PET/MR imaging was well tolerated in all patients, and associated with an average radiation exposure of 7.3 mSv. All amyloid patients (67 ± 8 years of age, 6 men, ejection fraction 58 ± 7%) had characteristic LGE appearances with diffuse myocardial uptake. This was not observed in any of the control patients (55 ± 12 years, 4 men). The amyloid burden assessed by T1 mapping was similar in patients with AL and ATTR amyloid (native T1 1405 ± 26 ms vs. 1464 ± 160 ms, p = 0.57; post-contrast 311 ± 99 ms vs. 314 ± 23 ms, p = 0.94). Patchy areas of increased ¹⁸F-sodium fluoride uptake were observed in the myocardium of patients with ATTR but not the other 2 groups. In these subjects, a correlation between the burden of ATTR on native T1 mapping and ¹⁸F-sodium fluoride PET uptake was observed (r² = 0.93; p = 0.04). In control subjects myocardial ¹⁸F-sodium fluoride standard uptake values were lower than blood pool (maximum target-to-background ratio [TBRmax] = 0.68 ± 0.04). Myocardial target-to-background ratio values in patients with ATTR (TBRmax = 1.14 ± 0.24) were 68% higher than control subjects and 48% higher than patients with AL amyloid (TBRmax = 0.77 ± 0.06). Notwithstanding the small cohort size, which might limit the representativeness of our statistical analysis, a TBRmax threshold of >0.84 appeared to differentiate all patients as having ATTR. Dynamic imaging revealed that the optimum contrast between blood pool and myocardial uptake in ATTR patients was observed ≥60 min, because of the faster, ongoing rise in myocardial PET activity observed (Figure 1).

FIGURE 1. ¹⁸F-Sodium Fluoride PET/MR for Cardiac Amyloidosis.

(A) Short-axis hybrid positron emission tomography/magnetic resonance (PET/MR) image demonstrating increased ¹⁸F-sodium fluoride uptake in a patient with transthyretin-related (familial) amyloid (ATTR) colocalizing to areas of late gadolinium enhancement (white arrows) in the inferolateral wall.
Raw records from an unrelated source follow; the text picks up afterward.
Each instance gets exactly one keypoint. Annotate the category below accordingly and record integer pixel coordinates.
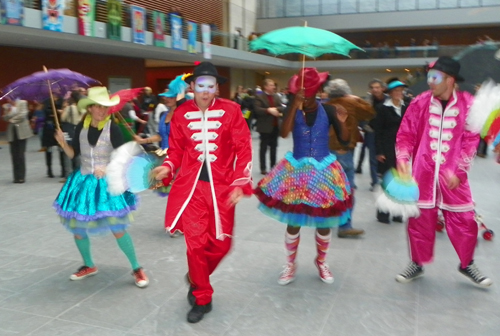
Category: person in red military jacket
(211, 151)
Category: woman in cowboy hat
(84, 204)
(386, 125)
(308, 187)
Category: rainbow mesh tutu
(306, 192)
(84, 205)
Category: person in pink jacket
(434, 145)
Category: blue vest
(311, 141)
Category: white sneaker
(288, 274)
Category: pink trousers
(461, 228)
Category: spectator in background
(386, 125)
(268, 110)
(18, 130)
(358, 110)
(148, 106)
(413, 44)
(426, 44)
(238, 39)
(39, 119)
(435, 43)
(376, 97)
(396, 46)
(49, 129)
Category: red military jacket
(219, 136)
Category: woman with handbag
(17, 132)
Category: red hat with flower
(312, 81)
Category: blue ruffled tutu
(85, 206)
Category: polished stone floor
(37, 256)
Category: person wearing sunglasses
(435, 146)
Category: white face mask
(205, 84)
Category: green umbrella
(312, 42)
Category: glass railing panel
(386, 5)
(312, 7)
(368, 6)
(329, 7)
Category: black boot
(397, 219)
(48, 162)
(383, 217)
(191, 297)
(196, 313)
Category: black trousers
(268, 140)
(17, 150)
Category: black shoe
(196, 313)
(191, 297)
(472, 273)
(383, 217)
(411, 272)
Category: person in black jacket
(386, 125)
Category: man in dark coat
(268, 110)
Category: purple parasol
(36, 85)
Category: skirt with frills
(306, 192)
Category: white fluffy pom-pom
(385, 204)
(115, 171)
(486, 100)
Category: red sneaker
(324, 272)
(83, 272)
(141, 280)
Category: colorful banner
(206, 39)
(12, 12)
(52, 14)
(176, 31)
(69, 7)
(159, 28)
(86, 17)
(138, 24)
(192, 34)
(114, 25)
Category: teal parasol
(312, 42)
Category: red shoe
(324, 272)
(141, 280)
(83, 272)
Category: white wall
(403, 19)
(242, 14)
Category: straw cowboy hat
(97, 95)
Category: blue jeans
(347, 162)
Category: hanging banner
(206, 39)
(86, 17)
(176, 29)
(192, 35)
(159, 28)
(114, 26)
(69, 7)
(12, 12)
(138, 24)
(52, 14)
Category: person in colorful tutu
(435, 146)
(308, 187)
(84, 204)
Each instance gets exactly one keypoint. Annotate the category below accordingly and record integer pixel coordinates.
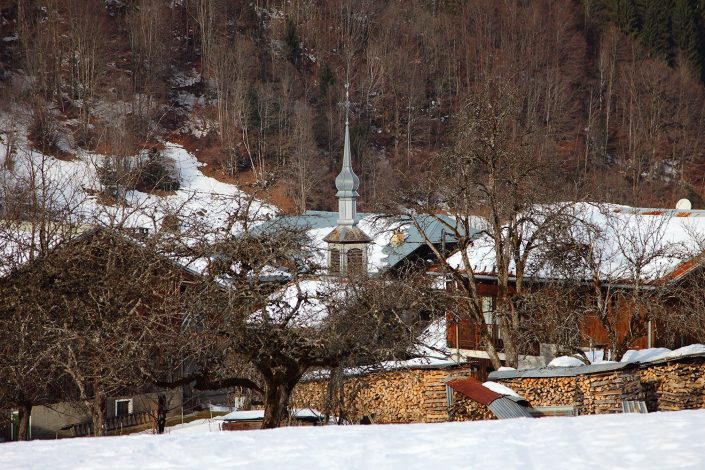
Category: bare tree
(496, 171)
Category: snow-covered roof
(393, 238)
(250, 415)
(301, 303)
(625, 242)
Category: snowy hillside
(674, 440)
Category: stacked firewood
(545, 391)
(399, 396)
(604, 393)
(674, 386)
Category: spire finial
(347, 102)
(347, 181)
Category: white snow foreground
(626, 441)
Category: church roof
(347, 234)
(394, 238)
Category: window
(334, 267)
(487, 311)
(355, 262)
(123, 407)
(490, 317)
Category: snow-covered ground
(674, 440)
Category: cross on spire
(347, 102)
(347, 181)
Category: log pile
(399, 396)
(466, 409)
(674, 386)
(419, 395)
(589, 393)
(545, 391)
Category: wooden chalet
(671, 271)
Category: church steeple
(347, 181)
(347, 243)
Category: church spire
(347, 243)
(347, 181)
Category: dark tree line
(256, 88)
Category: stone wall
(399, 396)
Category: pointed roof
(347, 181)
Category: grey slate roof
(377, 226)
(546, 372)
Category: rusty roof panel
(505, 408)
(473, 389)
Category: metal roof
(473, 388)
(379, 227)
(503, 407)
(546, 372)
(506, 408)
(698, 356)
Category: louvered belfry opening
(355, 262)
(334, 266)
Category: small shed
(252, 419)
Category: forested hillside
(612, 90)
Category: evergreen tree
(686, 36)
(656, 30)
(626, 16)
(292, 42)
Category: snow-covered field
(650, 441)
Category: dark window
(122, 407)
(334, 261)
(355, 262)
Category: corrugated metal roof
(700, 356)
(503, 406)
(506, 408)
(562, 371)
(473, 388)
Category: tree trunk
(162, 410)
(25, 411)
(492, 352)
(98, 414)
(276, 403)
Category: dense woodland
(612, 90)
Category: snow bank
(625, 441)
(660, 354)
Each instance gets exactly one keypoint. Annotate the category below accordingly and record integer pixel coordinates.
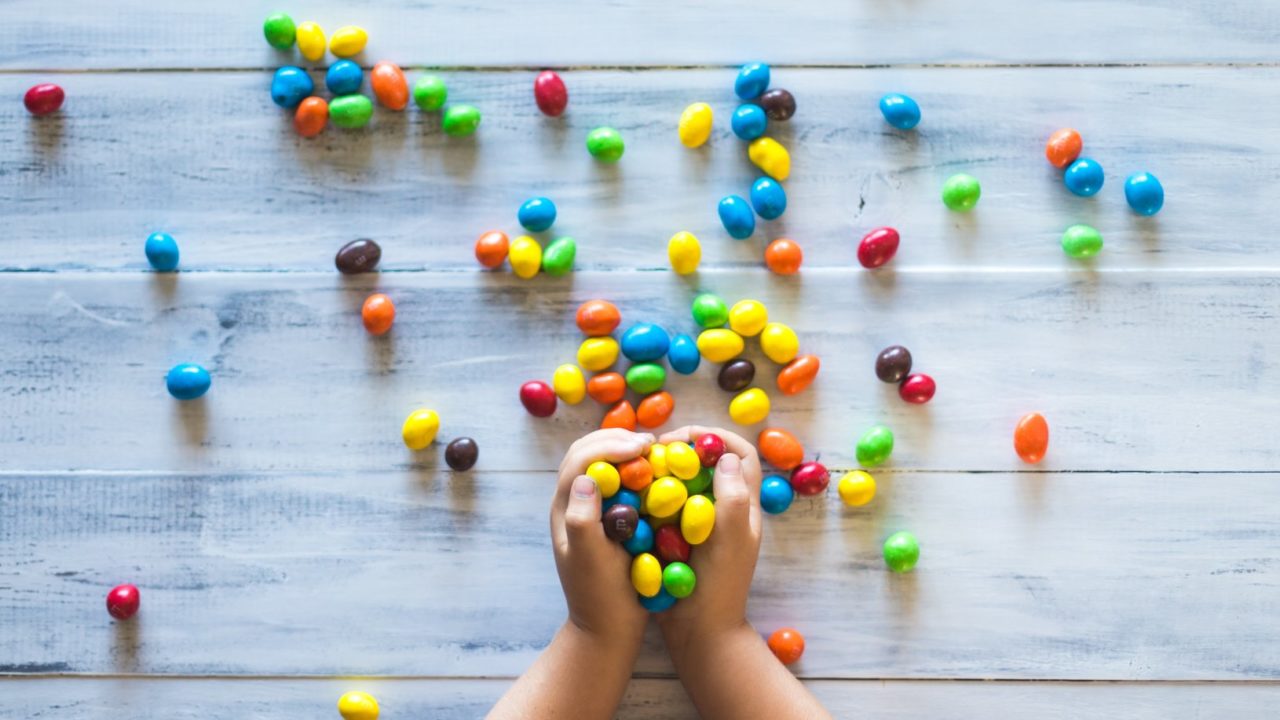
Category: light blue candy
(737, 217)
(161, 251)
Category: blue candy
(736, 217)
(161, 251)
(900, 110)
(645, 342)
(291, 86)
(768, 199)
(749, 122)
(1084, 177)
(776, 495)
(187, 381)
(1144, 194)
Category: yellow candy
(856, 488)
(685, 253)
(606, 477)
(748, 318)
(682, 460)
(357, 706)
(720, 345)
(597, 354)
(525, 255)
(780, 343)
(666, 497)
(568, 383)
(350, 40)
(749, 408)
(310, 41)
(420, 428)
(769, 156)
(695, 124)
(647, 574)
Maximum target-to-background ratio (TBRmax) values in patients with ATTR were 48% higher than subjects with acquired monoclonal immunoglobulin light-chain (AL) amyloid and 68% higher than controls, both of whom demonstrated low myocardial uptake, below blood-pool levels (target-to-background ratio = 1.0). (B) Dynamic imaging assessing mean target-to-background ratio (TBRmean) values over time confirmed clear discrimination between the 3 groups, with greatest separation ≥60 min post-injection.
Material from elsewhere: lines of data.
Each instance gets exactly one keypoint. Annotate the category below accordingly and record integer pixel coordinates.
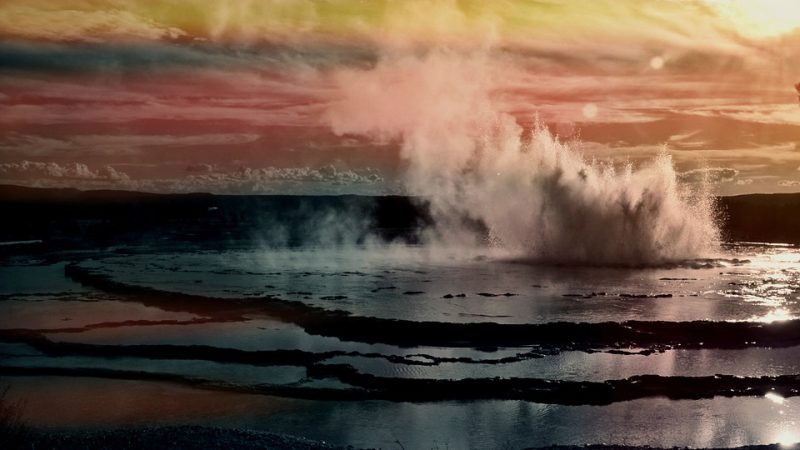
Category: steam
(536, 195)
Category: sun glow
(759, 19)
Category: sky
(242, 96)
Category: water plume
(534, 194)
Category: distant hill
(70, 218)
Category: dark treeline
(69, 218)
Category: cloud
(27, 170)
(245, 179)
(115, 144)
(200, 178)
(78, 21)
(713, 175)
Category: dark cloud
(713, 175)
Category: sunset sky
(236, 96)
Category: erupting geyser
(536, 195)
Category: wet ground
(380, 346)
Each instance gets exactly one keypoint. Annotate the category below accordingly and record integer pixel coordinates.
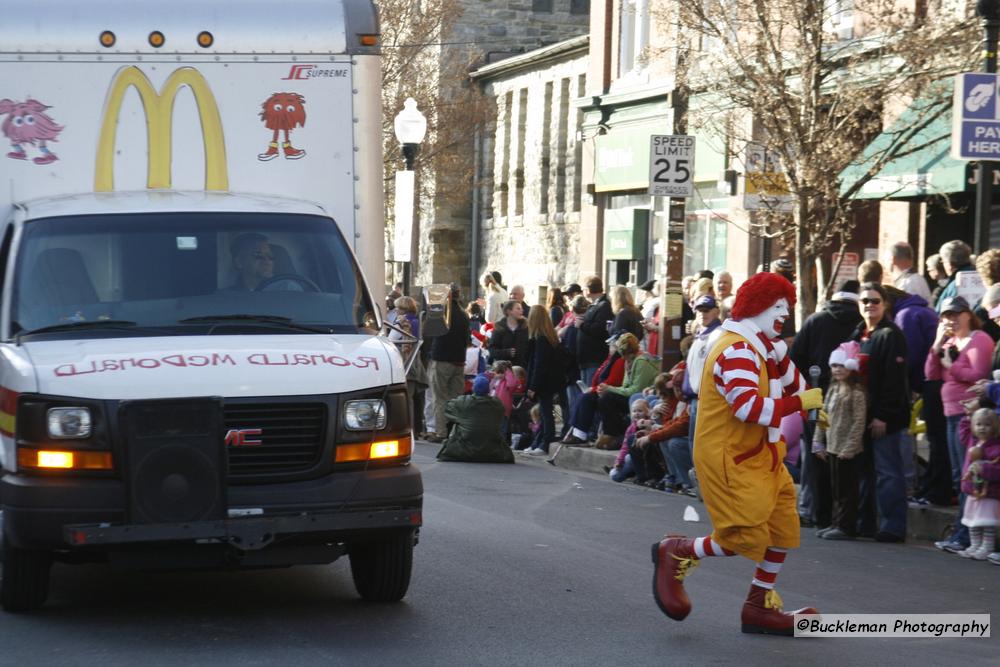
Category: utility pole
(989, 14)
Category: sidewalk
(923, 524)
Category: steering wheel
(306, 284)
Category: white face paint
(771, 320)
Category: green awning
(927, 170)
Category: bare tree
(787, 74)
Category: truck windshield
(187, 273)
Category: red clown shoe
(673, 558)
(762, 613)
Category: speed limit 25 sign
(671, 165)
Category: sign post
(975, 135)
(671, 174)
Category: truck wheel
(25, 583)
(381, 567)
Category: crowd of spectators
(902, 358)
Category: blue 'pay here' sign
(975, 133)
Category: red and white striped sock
(704, 546)
(768, 569)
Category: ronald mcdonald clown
(748, 385)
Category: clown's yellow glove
(811, 399)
In conclusion, myocardial uptake of ¹⁸F-sodium fluoride is low, less than the blood pool, in control subjects and patients with AL amyloid. By contrast, increased ¹⁸F-sodium fluoride uptake is observed in areas of ATTR colocalizing to regions of LGE. Hybrid ¹⁸F-sodium fluoride PET/MR has the potential to aid in the diagnosis of cardiac amyloidosis, identify characteristic LGE, establish systolic function, and differentiate AL and ATTR all within a single accurately coregistered scan. Larger studies are now required for confirmation.